I never expected this to be so long.
I went back to school and poor again but I started to listen seriously to big band, some jazz, and classical on public radio. I'd found a new challenge. I have no musical training but I find the longer more complex structures of classical more challenging and relaxing.
However, there is an avant guard in classical to challenge my R&R roots. The interesting thing is there is more of a history behind classical pieces that I find compelling. It's not for everyone. And I bought some old R&R vinyl when I got a turntable 3 years ago. Fun to revisit the old stuff, but I don't chase after the new stuff, I have little interest in it. I've read a psychology article a few years back that studies say what you listen to in your teens and 20s is what you're most comfortable with and stick with, like being hard wired to it's rhythums and chords. No exp[osure to something probably makes you feel detached and an outsider. For me listening to Stairway to Heaven for the umpteen thousandth time is just boring. But Stravinsky's Rite of Spring which is about virgin sacrifice for the spring thaw with it's wild percussion which made the Parisians riot in the hall and out to the streets (gotta love those French) or Berlioz's Symphony Fantastique about an artist's Opium drug trip. Ravel's beautiful Afternoon of the Faun for a trance state or Stravinsky's Firebird and Petrushka. Mussorgsky's Night on Bare Mtn. get the original, not Korsakov's rewrite, or the Disneyfied version which ends in peace, morning's churchbells and an Ave Maria. And of course there's Beethoven's 5, 7 and 9th for introductory pieces. Don't have to buy these, but most guys into classical have recordings some of them. Classical has been around a lot longer than pop has which is what intrigues me.
Classic jazz has similar complex structures, but is more improvisational like R&R. Check out the classic singers like Ella, Sarah Vaughn and Nina Simone for a bit of an earthy wild streak. I'd find starting with male bebop to be a bit strong, like someone's first whiskey, straight up.
but to each his own.
I never expected this to be so long.
Posted on: 25 May 2006 by JoeH
quote:Originally posted by jcs_smith:
Following on from thejejk's posting, have you ever thought, I'm blank now (insert age here) I really ought to try listening to something more grown up, and if so what?.
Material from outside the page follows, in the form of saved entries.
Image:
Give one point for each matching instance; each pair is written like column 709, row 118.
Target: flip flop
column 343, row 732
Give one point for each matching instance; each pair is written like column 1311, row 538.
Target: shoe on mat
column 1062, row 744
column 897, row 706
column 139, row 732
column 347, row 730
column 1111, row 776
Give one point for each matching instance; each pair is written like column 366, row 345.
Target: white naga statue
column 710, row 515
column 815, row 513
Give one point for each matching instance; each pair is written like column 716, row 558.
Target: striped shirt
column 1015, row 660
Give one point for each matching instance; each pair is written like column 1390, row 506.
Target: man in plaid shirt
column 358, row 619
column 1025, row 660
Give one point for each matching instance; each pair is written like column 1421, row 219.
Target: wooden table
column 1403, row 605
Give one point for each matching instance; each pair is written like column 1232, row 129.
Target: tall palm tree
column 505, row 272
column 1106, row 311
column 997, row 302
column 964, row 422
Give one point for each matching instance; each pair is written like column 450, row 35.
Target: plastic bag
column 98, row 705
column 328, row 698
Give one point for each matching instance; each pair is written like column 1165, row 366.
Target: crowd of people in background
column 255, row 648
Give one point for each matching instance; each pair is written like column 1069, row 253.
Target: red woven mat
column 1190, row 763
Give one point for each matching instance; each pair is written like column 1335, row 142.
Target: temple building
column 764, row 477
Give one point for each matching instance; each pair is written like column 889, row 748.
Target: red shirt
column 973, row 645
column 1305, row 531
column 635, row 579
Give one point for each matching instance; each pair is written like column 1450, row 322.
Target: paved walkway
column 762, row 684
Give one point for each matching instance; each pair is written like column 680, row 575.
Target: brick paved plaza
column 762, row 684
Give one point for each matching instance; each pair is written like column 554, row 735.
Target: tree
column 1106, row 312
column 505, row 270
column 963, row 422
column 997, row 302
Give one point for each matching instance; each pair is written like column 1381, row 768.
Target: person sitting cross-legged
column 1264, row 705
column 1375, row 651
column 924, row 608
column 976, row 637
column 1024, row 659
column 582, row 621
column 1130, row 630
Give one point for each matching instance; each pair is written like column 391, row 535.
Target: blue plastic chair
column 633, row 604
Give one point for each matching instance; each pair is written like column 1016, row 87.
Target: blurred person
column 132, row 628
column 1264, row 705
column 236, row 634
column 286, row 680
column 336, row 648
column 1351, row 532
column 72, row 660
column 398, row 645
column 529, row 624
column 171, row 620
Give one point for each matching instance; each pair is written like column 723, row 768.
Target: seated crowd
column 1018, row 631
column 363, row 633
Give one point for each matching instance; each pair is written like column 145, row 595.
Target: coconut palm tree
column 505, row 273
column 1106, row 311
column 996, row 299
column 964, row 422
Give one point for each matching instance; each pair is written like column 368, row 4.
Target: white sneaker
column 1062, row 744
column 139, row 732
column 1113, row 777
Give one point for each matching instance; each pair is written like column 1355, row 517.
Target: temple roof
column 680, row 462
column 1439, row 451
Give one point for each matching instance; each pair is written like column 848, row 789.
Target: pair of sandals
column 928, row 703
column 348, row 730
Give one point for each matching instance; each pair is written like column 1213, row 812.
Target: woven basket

i reached the grand old age of 22 and thought I was to old to listen to popular music, so I bought an LP of Beethoven symphonies. Sadly, my record player at the time was not up to the job of producing a meaningful representation of the music, so I found it dull and boring and ignored classical music for several more years. Fortunately, at around that same time, punk arrived and re-awoke my interest in poular music.
Posted on: 25 May 2006 by fred simon
quote:Originally posted by Tam:
I'm not sure I'm at all comfortable with the notion of grown up music. Music is music, and there are good and bad examples but grown up?
I'm totally with Tam here.
I started my life in music digging almost everything, continue to do so, and always will. No hierarchy other than good or bad ... it's all music.
To be honest, the idea that there even is such a thing as "grown up music" (and, even more problematic, "un-grown up music") has always chafed against my neck ever since I was a kid. Nothing personal, of course, but it's one of my pet peeves.
Fred
Posted on: 10 June 2006 by DenisA
As this was the most recent mention of David Sylvian, I thought people might like to see Damage & Blinding Light Of Heaven - 'Live' from the Road To Graceland '93 tour here. The Damage 'Live' CD was released in 2001 and Amazon uk are quoting 4-6 weeks.